Analisamos os antecedentes financeiros e pessoais das pessoas. Coletávamos informações sobre funcionários suscetíveis a chantagem devido a essas deficiências. Naquela época, poderia ser qualquer coisa, desde dívidas financeiras altas, alcoolismo, abuso de drogas, infidelidade e homossexualidade. Qualquer coisa que possa ser usada contra alguém para chantageá-lo ou suborná-lo para trabalhar para o outro lado.

Como as pessoas foram escolhidas para serem investigadas?
Os arquivos vieram de Ottawa. Eles tinham registros de todos os funcionários e enviariam os arquivos para nós em Halifax para investigação. Eu tenho cerca de 10 arquivos por mês. Eles vinham destacados com fatores de estresse, que eram como uma dica, algo a se observar. A sexualidade do indivíduo às vezes era um fator de estresse.

Como foram as entrevistas?
Começamos com uma investigação de antecedentes entrevistando a comunidade desse indivíduo. Nós entrevistaríamos sua família, seus amigos, seus colegas. O escopo da pesquisa dependeria do nível de habilitação de segurança da pessoa. Se eles tivessem muito acesso a informações sigilosas, a investigação era mais extensa. Os indivíduos investigados não estavam necessariamente cientes de que foram sinalizados porque Ottawa pensava que eram gays. Eles pensaram que era uma revisão regular de habilitação de segurança.

Então o que aconteceria?
Se durante a investigação inicial de antecedentes houvesse motivos para acreditar que o indivíduo era gay ou lésbica, a investigação se concentraria estritamente nesse princípio. A SIU então entrevistaria os indivíduos diretamente e faria perguntas pessoais para ver se eles poderiam admitir sua sexualidade.

A SIU alguma vez seguiu as pessoas?
Quando os indivíduos estavam sob investigação, muitas vezes eram monitorados. Os investigadores da SIU iam a bares gays para ver se quem eles estavam monitorando aparecia.

Você foi a bares gays?
Sim. Nós fomos em serviço. Iríamos assistir alguém.

O que você fez com suas observações?
Enviaríamos nossas descobertas de volta para Ottawa. Muitas das pessoas que denunciamos como prováveis ​​homossexuais passariam pelo “procedimento de liberação”, o que significa que seriam demitidas ou dispensadas de forma desonrosa, o que é quase ruim como ficha criminal.

Você se sentiu culpado fazendo este trabalho?
Não, absolutamente não. É como se você fosse trabalhar agora e tivesse alguém no trabalho lhe dizendo como fazer as coisas. Não havia animosidade, não era sobre a caça aos gays. Tratava-se de fazer o seu trabalho e descobrir coisas sobre pessoas que colocavam o governo e os militares em risco. Você também deve se lembrar que foi para o bem-estar dos gays e lésbicas. Seus locais de trabalho não eram necessariamente seguros para eles, e essa foi uma maneira de os militares removê-los do local de trabalho. Por exemplo, se alguém da marinha fosse considerado gay enquanto estivesse no mar, seria agredido ou simplesmente desapareceria. Os navios que voltavam ao porto afirmavam que alguns jovens haviam se “perdido no mar” e especulamos que teriam sido jogados ao mar por serem gays. Nossas investigações foram uma forma de evitar isso, de recomendar que as pessoas fossem dispensadas antes que passassem por situações de perigo no trabalho.
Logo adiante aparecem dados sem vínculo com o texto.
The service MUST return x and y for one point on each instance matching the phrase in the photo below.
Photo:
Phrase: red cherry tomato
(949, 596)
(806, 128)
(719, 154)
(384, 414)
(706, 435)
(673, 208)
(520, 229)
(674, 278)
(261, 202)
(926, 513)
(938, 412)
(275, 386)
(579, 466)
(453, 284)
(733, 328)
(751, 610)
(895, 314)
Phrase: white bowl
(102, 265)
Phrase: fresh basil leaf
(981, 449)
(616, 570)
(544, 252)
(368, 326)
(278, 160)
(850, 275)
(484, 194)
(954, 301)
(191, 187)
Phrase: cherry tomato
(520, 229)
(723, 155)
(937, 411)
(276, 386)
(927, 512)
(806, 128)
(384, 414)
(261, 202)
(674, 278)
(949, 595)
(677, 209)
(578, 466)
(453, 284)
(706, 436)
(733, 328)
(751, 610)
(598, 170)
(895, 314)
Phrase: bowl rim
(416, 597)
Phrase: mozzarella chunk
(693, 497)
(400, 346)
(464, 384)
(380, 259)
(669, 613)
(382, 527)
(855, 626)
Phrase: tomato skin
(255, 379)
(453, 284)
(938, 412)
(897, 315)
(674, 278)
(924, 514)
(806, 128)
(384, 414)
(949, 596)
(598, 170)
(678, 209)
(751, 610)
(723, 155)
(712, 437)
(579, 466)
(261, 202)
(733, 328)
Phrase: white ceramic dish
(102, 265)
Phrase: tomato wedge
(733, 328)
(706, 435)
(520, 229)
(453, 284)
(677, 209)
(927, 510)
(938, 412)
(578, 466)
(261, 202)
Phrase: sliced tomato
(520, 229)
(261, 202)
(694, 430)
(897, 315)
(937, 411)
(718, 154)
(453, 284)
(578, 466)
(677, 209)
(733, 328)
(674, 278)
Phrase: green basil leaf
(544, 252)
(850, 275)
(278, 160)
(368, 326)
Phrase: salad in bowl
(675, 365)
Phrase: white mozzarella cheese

O que você acha da política hoje?
Estava totalmente errado. Essas pessoas nunca deveriam ter perdido seus empregos.

Como você se sente hoje sobre o trabalho que fez sabendo que tem um filho gay?
Este trabalho me expôs a uma comunidade que eu não sabia que existia e sobre a qual nada sabia. Minhas experiências no SIU me mostraram o que os gays e lésbicas tiveram que passar e por isso tenho um enorme respeito por eles. Eu carrego esse respeito em meu relacionamento com você. Estou orgulhoso de você hoje.

Você acha que deveria se desculpar?
Acho que não preciso me desculpar, só estava fazendo o trabalho que me foi designado. Embora eu tenha arrependimentos. Lamento que as carreiras das pessoas tenham sido destruídas. Eu realmente acredito que o pedido de desculpas do governo federal é apropriado e que as pessoas merecem uma compensação.

A entrevista é editada para maior duração e clareza.